Voorzichtig doet Joona de deur open en kijkt de donkere ruimte in. Honderden vliegen zoemen in de lucht. Overal op de glanzend afgesleten vloerplanken zitten bloedige sporen van hondenpoten. Zonder naar binnen te gaan verplaatst Joona zich zijwaarts om voorbij de gemetselde stookplaats te kunnen kijken.
De achterkant van een mobiele telefoon glinstert naast een spoor van uitgesmeerd bloed.
Als Joona door de deuropening naar binnen leunt, klinkt het gezoem van de vliegen luider. Een vrouw van een jaar of vijftig ligt met open mond op haar rug in een bloedplas. Ze draagt een spijkerbroek, roze sokken en een grijs vest. De vrouw heeft duidelijk geprobeerd weg te schuiven, maar de hele bovenkant van haar gezicht en hoofd is verbrijzeld.
22
Pia Abrahamsson merkt dat ze wat te hard rijdt.
Ze had erop gerekend eerder weg te kunnen, maar de vergadering van predikanten in Östersund liep uit.
Pia kijkt in de achteruitkijkspiegel naar haar zoon. Zijn hoofd hangt een beetje naar voren. Zijn ogen zijn gesloten achter zijn bril. De ochtendzon flikkert tussen de bomen en op zijn rustige gezichtje.

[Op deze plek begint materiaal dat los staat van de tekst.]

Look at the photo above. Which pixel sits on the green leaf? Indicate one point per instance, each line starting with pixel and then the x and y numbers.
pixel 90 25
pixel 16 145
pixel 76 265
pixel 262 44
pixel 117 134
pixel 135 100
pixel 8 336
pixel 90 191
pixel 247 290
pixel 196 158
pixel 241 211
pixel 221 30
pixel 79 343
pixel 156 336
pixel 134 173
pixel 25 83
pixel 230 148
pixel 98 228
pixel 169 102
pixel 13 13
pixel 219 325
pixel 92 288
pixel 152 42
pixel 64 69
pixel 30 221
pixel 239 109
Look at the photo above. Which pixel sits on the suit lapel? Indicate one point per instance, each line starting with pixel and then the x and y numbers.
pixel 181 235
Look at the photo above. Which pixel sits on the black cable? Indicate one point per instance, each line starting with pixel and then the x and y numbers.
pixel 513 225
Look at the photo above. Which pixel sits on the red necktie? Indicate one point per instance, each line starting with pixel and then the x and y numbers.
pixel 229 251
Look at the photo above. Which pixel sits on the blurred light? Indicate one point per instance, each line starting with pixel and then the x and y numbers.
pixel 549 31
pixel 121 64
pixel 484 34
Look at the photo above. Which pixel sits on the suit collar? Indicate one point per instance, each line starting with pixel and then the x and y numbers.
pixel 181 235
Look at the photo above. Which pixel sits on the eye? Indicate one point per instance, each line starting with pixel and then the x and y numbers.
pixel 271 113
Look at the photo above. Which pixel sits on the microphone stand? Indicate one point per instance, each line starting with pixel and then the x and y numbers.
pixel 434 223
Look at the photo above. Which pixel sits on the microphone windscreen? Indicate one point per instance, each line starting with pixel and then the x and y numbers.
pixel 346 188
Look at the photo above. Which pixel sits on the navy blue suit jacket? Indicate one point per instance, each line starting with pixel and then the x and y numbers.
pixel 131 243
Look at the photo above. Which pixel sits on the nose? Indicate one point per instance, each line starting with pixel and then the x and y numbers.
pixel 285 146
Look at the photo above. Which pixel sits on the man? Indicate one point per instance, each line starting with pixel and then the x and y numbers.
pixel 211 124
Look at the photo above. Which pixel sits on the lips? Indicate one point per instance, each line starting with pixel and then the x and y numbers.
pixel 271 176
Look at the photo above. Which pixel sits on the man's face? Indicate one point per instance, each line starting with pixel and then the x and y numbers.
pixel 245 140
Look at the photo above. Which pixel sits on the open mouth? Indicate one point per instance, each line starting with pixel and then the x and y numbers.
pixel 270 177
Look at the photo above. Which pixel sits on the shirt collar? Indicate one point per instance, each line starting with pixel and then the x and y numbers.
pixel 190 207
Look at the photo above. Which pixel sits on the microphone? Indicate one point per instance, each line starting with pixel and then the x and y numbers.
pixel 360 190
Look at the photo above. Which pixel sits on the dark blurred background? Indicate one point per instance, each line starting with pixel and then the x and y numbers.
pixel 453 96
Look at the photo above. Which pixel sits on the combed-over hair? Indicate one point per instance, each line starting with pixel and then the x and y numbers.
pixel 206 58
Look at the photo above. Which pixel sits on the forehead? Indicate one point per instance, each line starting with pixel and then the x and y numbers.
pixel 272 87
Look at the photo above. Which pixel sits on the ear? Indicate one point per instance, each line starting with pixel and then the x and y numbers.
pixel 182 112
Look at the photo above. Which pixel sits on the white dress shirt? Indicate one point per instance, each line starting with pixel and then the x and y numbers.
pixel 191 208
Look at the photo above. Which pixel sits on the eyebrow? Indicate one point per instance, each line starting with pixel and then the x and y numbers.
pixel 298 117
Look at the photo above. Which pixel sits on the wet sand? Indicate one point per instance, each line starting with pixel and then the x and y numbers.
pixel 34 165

Ze mindert snelheid tot tachtig kilometer per uur, hoewel de weg kaarsrecht door het sparrenbos loopt.
Het is spookachtig stil op de wegen.
Twintig minuten geleden kwam haar een vrachtwagen met boomstammen tegemoet, maar daarna heeft ze geen enkel voertuig meer gezien.
Ze knijpt haar ogen tot spleetjes om goed te kunnen zien.
De wildafrastering schiet monotoon voorbij.
De mens moet het bangste dier ter wereld zijn, denkt ze.
In dit land staat achtduizend kilometer wildafrastering. Niet om de dieren te beschermen, maar om de mensen te beschermen. Door deze zee van bossen lopen smalle wegen die aan beide kanten zijn afgezet met hoge hekken.